Economics can be broadly divided into microeconomics and macroeconomics. Microeconomics is the study of the economic system from the perspective of households and business firms; it focuses on the nature of individual consumption and production units within a particular market or economic system. On the other hand, macroeconomics deals with the overall performance of the economic system; it focuses on issues such as unemployment, inflation, economic growth and other problems, which affect the economy as a whole. Macroeconomics can be defined as that branch of economic analysis which studies the behavior of not one particular unit, but of all the units combined together. Thus macroeconomics is a study in ‘aggregate.’ Professor McConnell defined both macro and microeconomics. According to him, “the level of macroeconomics is concerned either with the economy as a whole or with the basic sub divisions or aggregates – such as governments, households and businesses – which make up the economy. In dealing with aggregates, macroeconomics is concerned with obtaining an overview or general outline of the structure of the economy and the relationship between the major aggregates, which constitute the economy— In short; macroeconomics examines the forest, not trees.

It gives us a bird’s eye view of the economy.” On the other hand, microeconomics “is concerned with specific economic units and a detailed consideration of the behavior of these individual units”. When operating at this level of analysis, the economist figuratively puts an economic unit or very small segments of the economy under the microscope to observe the details of its operation. Microeconomics is useful in achieving a bird’s eye view of some very specific components of our economic system.” Microeconomics is the study of decisions that people and organizations make with regard to the allocation of resources and prices of goods and services. Microeconomics also takes into account various policies like tax policies and government regulation at the individual level and at the firm level. Thus it encompasses supply and demand, and other forces that determine price. It helps to analyze the reasons for variations in price due to increase or decrease in supply, and the factors influencing the demand and supply. For example, the microeconomic concept analyzes why an increase in the number of pizza joints in one particular area would cause lower pizza prices in that area. Although micro and macroeconomics appear to be different, many issues like production, pricing, unemployment and inflation are dealt with in both. For example, increased production of agriculture sector affects the prices.

This is a micro level issue at the firm’s level. It becomes a macro level issue when the increased production increases employment opportunities in the economy. Thus we can see that each economic activity has its impact at micro and macro levels. We can recapitulate our understanding of micro and macroeconomics as given below;Macroeconomic analysis is a relatively recent development in the field of economics. Before Keynes published his revolutionary The General Theory of Employment, Interest and Money in 1936, there was only one school of economic thought – the Classical School. Classical economists focused only on microeconomics, believing that market forces or price mechanism would automatically guide an economy to full employment within a relatively short period of time. However, the prolonged high unemployment rates that gripped western private enterprise economies during the 1930s, which is called the Great Depression undermined this belief. Keynes’ book, published in response to the Great Depression, led to a new way of looking at the economy.
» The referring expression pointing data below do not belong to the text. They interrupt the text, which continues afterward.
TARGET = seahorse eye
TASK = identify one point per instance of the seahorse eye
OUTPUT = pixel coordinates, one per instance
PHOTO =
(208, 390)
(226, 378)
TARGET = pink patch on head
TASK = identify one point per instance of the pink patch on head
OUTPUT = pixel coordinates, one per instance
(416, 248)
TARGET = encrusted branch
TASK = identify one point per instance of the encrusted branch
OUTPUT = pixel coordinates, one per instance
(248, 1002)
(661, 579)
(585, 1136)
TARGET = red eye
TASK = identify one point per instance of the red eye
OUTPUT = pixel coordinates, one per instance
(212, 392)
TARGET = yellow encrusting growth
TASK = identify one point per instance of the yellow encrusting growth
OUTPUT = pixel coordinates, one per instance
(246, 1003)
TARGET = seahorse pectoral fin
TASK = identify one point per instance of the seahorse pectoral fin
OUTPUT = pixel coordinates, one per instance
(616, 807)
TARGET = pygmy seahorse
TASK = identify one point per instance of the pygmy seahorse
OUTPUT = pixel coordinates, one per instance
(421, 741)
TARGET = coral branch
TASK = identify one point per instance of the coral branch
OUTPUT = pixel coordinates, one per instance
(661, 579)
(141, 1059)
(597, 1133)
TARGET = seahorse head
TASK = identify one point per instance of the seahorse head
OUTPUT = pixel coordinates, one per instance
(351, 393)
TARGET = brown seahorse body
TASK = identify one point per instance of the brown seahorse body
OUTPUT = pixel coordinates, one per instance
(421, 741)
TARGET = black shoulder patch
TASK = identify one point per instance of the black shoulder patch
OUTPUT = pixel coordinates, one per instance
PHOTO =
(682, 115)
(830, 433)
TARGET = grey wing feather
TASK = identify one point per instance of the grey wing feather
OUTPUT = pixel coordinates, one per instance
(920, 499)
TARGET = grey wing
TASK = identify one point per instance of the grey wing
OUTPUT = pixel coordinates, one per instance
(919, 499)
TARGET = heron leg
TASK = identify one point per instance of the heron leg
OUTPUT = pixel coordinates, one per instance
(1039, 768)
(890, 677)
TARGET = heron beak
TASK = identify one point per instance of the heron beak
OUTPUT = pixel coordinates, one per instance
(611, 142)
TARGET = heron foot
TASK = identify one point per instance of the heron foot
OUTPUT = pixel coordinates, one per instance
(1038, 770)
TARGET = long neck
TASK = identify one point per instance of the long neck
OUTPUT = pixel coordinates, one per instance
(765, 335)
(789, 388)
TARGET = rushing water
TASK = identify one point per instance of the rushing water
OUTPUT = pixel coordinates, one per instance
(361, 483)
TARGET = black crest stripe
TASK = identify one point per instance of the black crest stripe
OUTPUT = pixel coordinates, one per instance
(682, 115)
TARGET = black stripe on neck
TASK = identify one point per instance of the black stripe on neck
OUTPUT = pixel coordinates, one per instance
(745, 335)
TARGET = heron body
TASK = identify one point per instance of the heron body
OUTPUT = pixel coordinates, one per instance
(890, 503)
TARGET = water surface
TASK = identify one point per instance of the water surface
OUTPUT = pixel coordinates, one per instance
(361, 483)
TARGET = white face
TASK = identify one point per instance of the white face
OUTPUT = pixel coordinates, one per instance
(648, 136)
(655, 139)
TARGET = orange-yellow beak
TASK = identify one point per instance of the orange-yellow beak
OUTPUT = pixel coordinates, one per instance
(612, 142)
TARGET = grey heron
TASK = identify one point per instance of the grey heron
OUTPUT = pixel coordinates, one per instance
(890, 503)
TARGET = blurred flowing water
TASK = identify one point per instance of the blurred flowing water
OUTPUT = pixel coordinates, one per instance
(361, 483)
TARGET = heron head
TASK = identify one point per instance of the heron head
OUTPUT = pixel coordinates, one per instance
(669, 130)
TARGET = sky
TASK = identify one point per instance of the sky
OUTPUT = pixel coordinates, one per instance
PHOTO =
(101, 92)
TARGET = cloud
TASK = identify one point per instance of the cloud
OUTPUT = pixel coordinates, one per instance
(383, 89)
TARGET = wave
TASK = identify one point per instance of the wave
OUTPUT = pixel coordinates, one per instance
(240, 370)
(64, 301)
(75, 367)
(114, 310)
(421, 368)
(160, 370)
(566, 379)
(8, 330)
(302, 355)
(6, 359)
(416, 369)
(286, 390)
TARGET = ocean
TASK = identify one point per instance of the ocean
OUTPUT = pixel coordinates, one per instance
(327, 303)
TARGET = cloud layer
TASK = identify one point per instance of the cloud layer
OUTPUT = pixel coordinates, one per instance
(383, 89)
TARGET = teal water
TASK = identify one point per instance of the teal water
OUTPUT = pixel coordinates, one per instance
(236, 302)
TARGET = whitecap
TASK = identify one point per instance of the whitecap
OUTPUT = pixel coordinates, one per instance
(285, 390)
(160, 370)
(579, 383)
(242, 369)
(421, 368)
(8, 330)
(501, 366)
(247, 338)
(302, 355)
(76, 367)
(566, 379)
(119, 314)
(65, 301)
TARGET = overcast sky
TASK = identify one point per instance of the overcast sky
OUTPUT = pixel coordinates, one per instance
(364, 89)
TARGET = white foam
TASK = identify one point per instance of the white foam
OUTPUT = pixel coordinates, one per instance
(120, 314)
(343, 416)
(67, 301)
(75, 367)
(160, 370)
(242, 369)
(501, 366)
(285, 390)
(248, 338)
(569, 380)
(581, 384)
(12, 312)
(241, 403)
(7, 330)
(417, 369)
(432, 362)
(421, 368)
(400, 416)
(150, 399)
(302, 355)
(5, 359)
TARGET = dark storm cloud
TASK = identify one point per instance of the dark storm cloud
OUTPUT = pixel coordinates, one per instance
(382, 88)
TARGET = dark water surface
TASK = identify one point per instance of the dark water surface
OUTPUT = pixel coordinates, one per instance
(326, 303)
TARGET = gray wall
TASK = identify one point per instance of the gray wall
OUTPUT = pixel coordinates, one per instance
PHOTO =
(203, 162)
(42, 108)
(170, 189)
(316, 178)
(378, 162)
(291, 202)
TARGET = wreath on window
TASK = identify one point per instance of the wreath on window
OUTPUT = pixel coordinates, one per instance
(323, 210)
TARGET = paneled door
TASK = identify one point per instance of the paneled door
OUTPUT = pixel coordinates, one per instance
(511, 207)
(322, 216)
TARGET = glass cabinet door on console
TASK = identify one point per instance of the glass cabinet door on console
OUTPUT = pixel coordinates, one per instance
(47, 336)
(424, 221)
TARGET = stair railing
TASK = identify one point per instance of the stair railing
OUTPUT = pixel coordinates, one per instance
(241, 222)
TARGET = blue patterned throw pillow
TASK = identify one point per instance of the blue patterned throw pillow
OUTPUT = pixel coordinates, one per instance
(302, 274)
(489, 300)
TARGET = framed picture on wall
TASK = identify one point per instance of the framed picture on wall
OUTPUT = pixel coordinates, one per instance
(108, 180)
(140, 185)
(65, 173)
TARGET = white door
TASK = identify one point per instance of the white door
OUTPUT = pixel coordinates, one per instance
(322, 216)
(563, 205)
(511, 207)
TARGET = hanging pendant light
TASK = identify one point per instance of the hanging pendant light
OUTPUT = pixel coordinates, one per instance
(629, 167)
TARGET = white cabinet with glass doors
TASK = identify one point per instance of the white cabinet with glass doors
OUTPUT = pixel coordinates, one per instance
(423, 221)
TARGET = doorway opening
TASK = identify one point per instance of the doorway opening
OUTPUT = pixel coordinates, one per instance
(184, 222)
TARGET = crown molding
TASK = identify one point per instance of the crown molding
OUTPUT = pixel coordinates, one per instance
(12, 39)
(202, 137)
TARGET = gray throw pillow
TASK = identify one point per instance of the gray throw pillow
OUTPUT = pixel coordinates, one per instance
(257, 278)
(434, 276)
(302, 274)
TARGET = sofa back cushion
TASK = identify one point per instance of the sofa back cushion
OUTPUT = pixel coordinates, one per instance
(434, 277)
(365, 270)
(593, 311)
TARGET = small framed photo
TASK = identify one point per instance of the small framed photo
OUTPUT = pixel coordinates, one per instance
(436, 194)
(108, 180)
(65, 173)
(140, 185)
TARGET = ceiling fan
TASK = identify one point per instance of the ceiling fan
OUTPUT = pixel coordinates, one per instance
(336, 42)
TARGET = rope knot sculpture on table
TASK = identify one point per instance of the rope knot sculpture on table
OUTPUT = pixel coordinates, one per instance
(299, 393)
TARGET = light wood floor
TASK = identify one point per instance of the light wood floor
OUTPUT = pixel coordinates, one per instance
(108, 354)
Though Keynesian Theory successfully explained the cause of large-scale unemployment in the 1930s and formulated effective policy prescriptions, it did not put an end to the further development of macroeconomics.

New and different reconstructions of the Classical Theory began appearing, especially in the 1950s, from the Neo-classical school of thought. After World War II and until 1980, economic policies were primarily aimed at countering inflation and unemployment. Whenever unemployment levels rose, governments used liberal fiscal and monetary policies; and whenever inflation levels rose, they tightened their monetary and fiscal policies. This led some economists to argue that economic policy had become concerned only with short-run management of aggregate demand. Some of them proposed a fixed money growth rate to address issues like inflation and unemployment. These economists were called Monetarists because of the importance they gave to money as a determinant of economic activity. In the 1970s, a new theoretical approach, which had its foundations in Classical Theory was developed. The major principle behind this New Classical Economics approach was the theory of Rational Expectations.